You’ve seen the bumper stickers. The Athens pro-chicken campaign has actively sought and fought for the legalization of chickens since its founders, Mary and Michael Songster, received a citation in 2008 for their small flock of backyard birds. After seven years of essentially ignoring this issue, Athens-Clarke County officials were finally forced to publicly open the chicken debate because of a local court case that challenged the constitutionality of Athens-Clarke County’s definition of agriculture.
The ACC Planning Department and the manager’s office are currently putting together a chicken ordinance to be approved or denied by the Mayor and Commission.
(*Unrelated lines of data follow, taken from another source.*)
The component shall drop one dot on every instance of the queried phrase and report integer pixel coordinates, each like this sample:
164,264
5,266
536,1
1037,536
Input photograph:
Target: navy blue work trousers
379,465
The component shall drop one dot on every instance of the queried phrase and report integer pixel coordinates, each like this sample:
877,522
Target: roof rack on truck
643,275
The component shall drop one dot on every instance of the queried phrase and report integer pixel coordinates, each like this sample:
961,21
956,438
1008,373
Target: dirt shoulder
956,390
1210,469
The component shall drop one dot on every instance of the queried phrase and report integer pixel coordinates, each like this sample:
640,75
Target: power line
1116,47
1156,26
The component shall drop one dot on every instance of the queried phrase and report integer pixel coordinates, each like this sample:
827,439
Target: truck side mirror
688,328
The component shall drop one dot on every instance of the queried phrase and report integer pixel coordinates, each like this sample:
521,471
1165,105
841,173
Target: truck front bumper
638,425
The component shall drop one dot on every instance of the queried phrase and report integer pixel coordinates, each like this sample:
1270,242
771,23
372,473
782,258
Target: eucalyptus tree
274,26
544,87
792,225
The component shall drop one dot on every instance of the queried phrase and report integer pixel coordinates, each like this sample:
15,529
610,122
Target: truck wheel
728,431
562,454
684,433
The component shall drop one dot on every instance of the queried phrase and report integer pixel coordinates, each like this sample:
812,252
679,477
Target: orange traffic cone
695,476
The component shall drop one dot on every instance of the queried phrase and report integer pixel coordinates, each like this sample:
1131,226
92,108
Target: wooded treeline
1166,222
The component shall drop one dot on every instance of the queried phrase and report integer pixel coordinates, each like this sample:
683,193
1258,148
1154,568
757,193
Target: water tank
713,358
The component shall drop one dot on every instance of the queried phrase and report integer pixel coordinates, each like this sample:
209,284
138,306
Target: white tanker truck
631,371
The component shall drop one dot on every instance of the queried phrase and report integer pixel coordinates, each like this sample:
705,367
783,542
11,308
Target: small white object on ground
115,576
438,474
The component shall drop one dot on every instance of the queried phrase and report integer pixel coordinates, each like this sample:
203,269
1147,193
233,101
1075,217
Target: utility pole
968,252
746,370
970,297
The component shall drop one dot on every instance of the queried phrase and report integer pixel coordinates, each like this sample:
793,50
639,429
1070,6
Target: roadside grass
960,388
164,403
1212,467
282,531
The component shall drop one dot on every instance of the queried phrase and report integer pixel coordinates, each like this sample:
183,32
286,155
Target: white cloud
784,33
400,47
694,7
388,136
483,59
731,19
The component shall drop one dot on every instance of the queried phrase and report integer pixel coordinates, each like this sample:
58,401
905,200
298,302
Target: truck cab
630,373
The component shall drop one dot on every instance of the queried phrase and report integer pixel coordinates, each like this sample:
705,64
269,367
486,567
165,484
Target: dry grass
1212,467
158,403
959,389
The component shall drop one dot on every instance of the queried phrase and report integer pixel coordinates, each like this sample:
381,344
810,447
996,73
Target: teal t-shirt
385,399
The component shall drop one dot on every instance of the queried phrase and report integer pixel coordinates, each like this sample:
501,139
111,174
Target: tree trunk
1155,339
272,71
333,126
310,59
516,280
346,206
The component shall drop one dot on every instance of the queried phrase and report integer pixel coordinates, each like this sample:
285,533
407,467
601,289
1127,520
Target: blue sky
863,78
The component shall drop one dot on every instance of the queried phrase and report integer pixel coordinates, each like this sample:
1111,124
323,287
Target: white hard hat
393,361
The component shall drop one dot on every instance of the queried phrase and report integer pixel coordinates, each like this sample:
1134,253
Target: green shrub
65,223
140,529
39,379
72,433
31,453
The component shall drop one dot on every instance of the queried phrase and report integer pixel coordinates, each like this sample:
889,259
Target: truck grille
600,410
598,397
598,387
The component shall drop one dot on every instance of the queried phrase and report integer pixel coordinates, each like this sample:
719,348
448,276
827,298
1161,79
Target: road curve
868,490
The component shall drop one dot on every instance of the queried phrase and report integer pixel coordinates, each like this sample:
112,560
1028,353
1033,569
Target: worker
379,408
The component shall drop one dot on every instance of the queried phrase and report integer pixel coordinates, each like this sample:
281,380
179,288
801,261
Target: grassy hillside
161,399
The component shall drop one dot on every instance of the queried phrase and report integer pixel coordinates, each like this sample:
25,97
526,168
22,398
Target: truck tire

Unfortunately, commissioners’ ability to offer formal input has been limited by this task not being referred to a committee. Instead, the way it is being developed leaves much of the decision-making process to Mayor Nancy Denson, who is openly skeptical of permitting chickens (some might say vehemently anti-chicken).
The mayor favors an intensely regulated ordinance. She recently responded to a pro-chicken citizen’s email and said she is concerned about legalizing chickens because she believes that “government regulations should not grant rights to one group of citizens by depriving those of another.” This logic makes very little sense. Laws, by nature, often deny one group of citizens a lifestyle in which they would like to partake. So if you don’t want to deprive one group of a way of life, why bother making any laws at all? And, ironically, if chickens continue to be prohibited—or are allowed with extreme restriction—then a large group of citizens remain deprived of the option to include chickens in their lifestyle.
Rumor has it that the chicken ordinance may require written consent from all surrounding neighbors to legally keep chickens. Why is it that chickens would require such stringent rules? We allow people to keep dogs, cats, lizards, gerbils and other animals as pets without requiring neighbors’ consent. (And none of these animals provide us with delicious eggs!)
We don’t pre-emptively send code enforcement officers into private homes to inspect our animals’ cleanliness and to ensure they have adequate food, water and shelter. We don’t put a limit on the number of children you can have playing in your yard. People can use noisy leaf blowers and lawn mowers whenever they want.
Usually, we don’t need to call law enforcement on our neighbors—we work it out on our own. When extra assistance is needed in quelling neighborly discontent, we can turn to local and state nuisance and animal cruelty laws that already exist to protect residents from problematic situations with neighbors, and to ensure that domestic animals are well cared for by their owners.
There are also more specific regulations that protect residents from certain problems as they arise, like loud parties or barking dogs. These regulations do not, however, restrict someone’s ability to own a dog or have a party.
While some chicken-specific regulation might be necessary, an overly invasive and restrictive ordinance, however, is not, and and likely would prevent many people from being able to participate in keeping chickens. A good ordinance would include as little regulation as possible, and its requirements would be fair and not exclude renters or homeowners with smaller-size properties, or those with chicken skeptics as neighbors. A good ordinance would allow a maximum of at least six birds and permit some degree of free ranging on the chicken-keeper’s property.
An unfair ordinance would limit chicken-keeping to only those who can afford it: homeowners with large lots and enough extra income to spend on elaborate chicken coops. One of the many benefits of keeping chickens is access to fresh, nutritious eggs.
The majority of ACC commissioners claim to be pro-chicken (and believe they have the seven necessary votes to override a potential veto). The extent of their pro-chicken-ism will soon be tested by the type of ordinance they choose to vote into practice. I’m holding out hope for a fair ordinance to prevail, but I’m not counting my chickens before they hatch.